Veniamo ora al secondo album di questo corposo pacchetto, e che apre la parte completamente strumentale del trittico: “Realm of Tragedy” abbandona in toto gli elementi che hanno caratterizzato “Kingdom of Horrors” (enfasi sinfonica e coatteria death in primis) per farsi strada con la pacata e malinconica rilassatezza di un dark rock molto atmosferico e dalle soffuse nervature industrial. Largo quindi ad aperture melodiche delicate e sognanti, riverberate, drammatiche, in cui le chitarre donano quella consistenza leggermente graffiante che, di tanto in tanto, sferza le composizioni senza per questo far loro perdere il loro mood crepuscolare e disilluso. Cionondimeno, per tutta la durata di “Realm of Tragedy” si avverte anche una sottile aura di speranza cercare di contrastare, a volte con successo, altre volte no, il pessimismo cosmico inquieto e guardingo di cui sembra intriso tutto l’album. Davvero niente male.
A Symphony of Horrors”, invece, è una vera e propria colonna sonora, che abbandona anche la parte elettrica sfruttata nel secondo capitolo per dedicarsi solo al comparto sinfonico; le atmosfere tornano a farsi smaccatamente oscure, sinistre e minacciose, ma in aggiunta si nota, nonostante non manchino momenti maestosi, solenni ed epicheggianti, una notevole attenzione al mantenimento di una tensione costante nell’ascoltatore, così da rendere – o almeno credo – l’esperienza di gioco nei meandri di Irkala Kar decisamente immersiva.
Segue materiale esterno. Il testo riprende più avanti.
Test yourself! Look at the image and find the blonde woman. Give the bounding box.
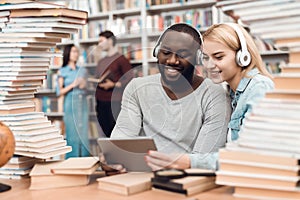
[202,23,274,141]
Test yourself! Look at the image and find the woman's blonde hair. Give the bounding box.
[203,23,273,79]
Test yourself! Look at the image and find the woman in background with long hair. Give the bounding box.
[56,44,90,158]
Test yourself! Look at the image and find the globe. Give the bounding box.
[0,122,15,167]
[0,122,15,192]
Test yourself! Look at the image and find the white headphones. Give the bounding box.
[152,23,203,65]
[224,23,251,67]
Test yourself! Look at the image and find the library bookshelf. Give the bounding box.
[36,0,290,156]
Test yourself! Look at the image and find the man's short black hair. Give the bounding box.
[165,23,202,48]
[99,30,116,46]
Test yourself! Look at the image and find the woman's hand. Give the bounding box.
[145,151,191,171]
[71,79,80,88]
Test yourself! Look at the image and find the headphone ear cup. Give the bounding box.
[236,50,243,67]
[236,50,251,67]
[153,44,160,57]
[196,49,202,65]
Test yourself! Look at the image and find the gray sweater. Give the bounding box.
[111,74,231,170]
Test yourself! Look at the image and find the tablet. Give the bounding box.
[97,137,157,172]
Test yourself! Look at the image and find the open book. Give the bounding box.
[88,70,111,83]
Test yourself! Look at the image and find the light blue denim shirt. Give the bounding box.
[228,68,274,141]
[56,65,88,96]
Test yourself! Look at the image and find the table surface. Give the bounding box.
[0,177,250,200]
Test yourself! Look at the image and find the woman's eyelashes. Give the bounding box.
[215,54,224,60]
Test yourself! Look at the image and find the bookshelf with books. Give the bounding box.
[69,0,220,77]
[79,0,287,77]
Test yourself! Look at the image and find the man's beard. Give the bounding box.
[158,63,195,91]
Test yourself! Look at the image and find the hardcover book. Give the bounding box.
[51,157,100,175]
[97,172,153,196]
[219,159,300,177]
[0,32,70,38]
[219,148,300,166]
[152,180,217,196]
[9,7,88,19]
[9,16,87,25]
[234,186,300,200]
[29,161,90,190]
[15,146,72,159]
[216,170,300,189]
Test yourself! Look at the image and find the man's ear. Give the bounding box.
[108,38,113,46]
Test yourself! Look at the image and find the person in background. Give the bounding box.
[57,44,90,158]
[202,23,274,141]
[95,30,133,138]
[106,23,231,172]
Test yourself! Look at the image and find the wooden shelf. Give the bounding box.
[79,38,98,45]
[88,13,109,21]
[260,50,289,63]
[111,7,141,18]
[88,8,141,21]
[57,39,74,47]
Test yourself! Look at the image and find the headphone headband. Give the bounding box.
[224,23,251,67]
[224,23,247,53]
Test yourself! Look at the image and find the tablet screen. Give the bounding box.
[97,137,157,172]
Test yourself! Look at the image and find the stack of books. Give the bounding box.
[0,156,41,179]
[29,157,100,190]
[216,72,300,199]
[0,0,87,178]
[151,169,217,196]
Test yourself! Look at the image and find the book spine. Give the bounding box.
[152,183,187,195]
[151,177,184,190]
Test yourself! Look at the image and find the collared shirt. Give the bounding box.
[228,68,274,141]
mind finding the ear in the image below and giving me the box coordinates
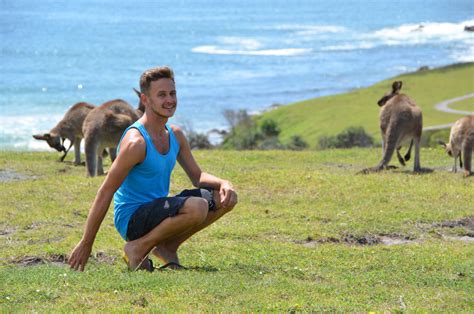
[377,96,388,107]
[437,139,447,148]
[392,81,402,94]
[33,133,50,140]
[133,88,141,98]
[140,92,149,107]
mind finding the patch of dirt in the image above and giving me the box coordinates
[434,217,474,232]
[0,169,36,182]
[442,235,474,243]
[0,225,16,236]
[297,234,418,247]
[433,217,474,240]
[342,234,381,245]
[10,254,68,267]
[8,251,117,267]
[378,236,418,246]
[93,251,117,265]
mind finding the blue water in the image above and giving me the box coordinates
[1,0,473,150]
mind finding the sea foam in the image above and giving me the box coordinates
[371,20,474,45]
[192,46,311,56]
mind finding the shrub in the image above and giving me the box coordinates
[422,128,451,148]
[258,137,286,150]
[318,126,374,149]
[221,109,262,150]
[187,131,213,150]
[287,135,308,150]
[260,119,281,137]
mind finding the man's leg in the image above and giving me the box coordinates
[124,197,208,270]
[153,190,233,265]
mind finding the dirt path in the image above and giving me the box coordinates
[423,93,474,131]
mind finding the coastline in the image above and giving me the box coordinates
[1,62,472,152]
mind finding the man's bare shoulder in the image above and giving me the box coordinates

Niente da dire, quindi: anche in questo caso i nostri colpiscono il bersaglio, confezionando un lavoro intrigante e molto ben bilanciato.

Tirando le somme, questo trittico di lavori conferma una volta di più le capacità e soprattutto le ambizioni dei Dimlight, permettendo loro di spaziare a piacere nel medium musicale per diffondere il loro messaggio senza risultare comunque indigesti. Certo, una certa ridondanza ogni tanto si avverte, ma al netto di un lavoro così corpacciuto e denso qualche passaggio a vuoto mi sembra veramente poca cosa. Promossi.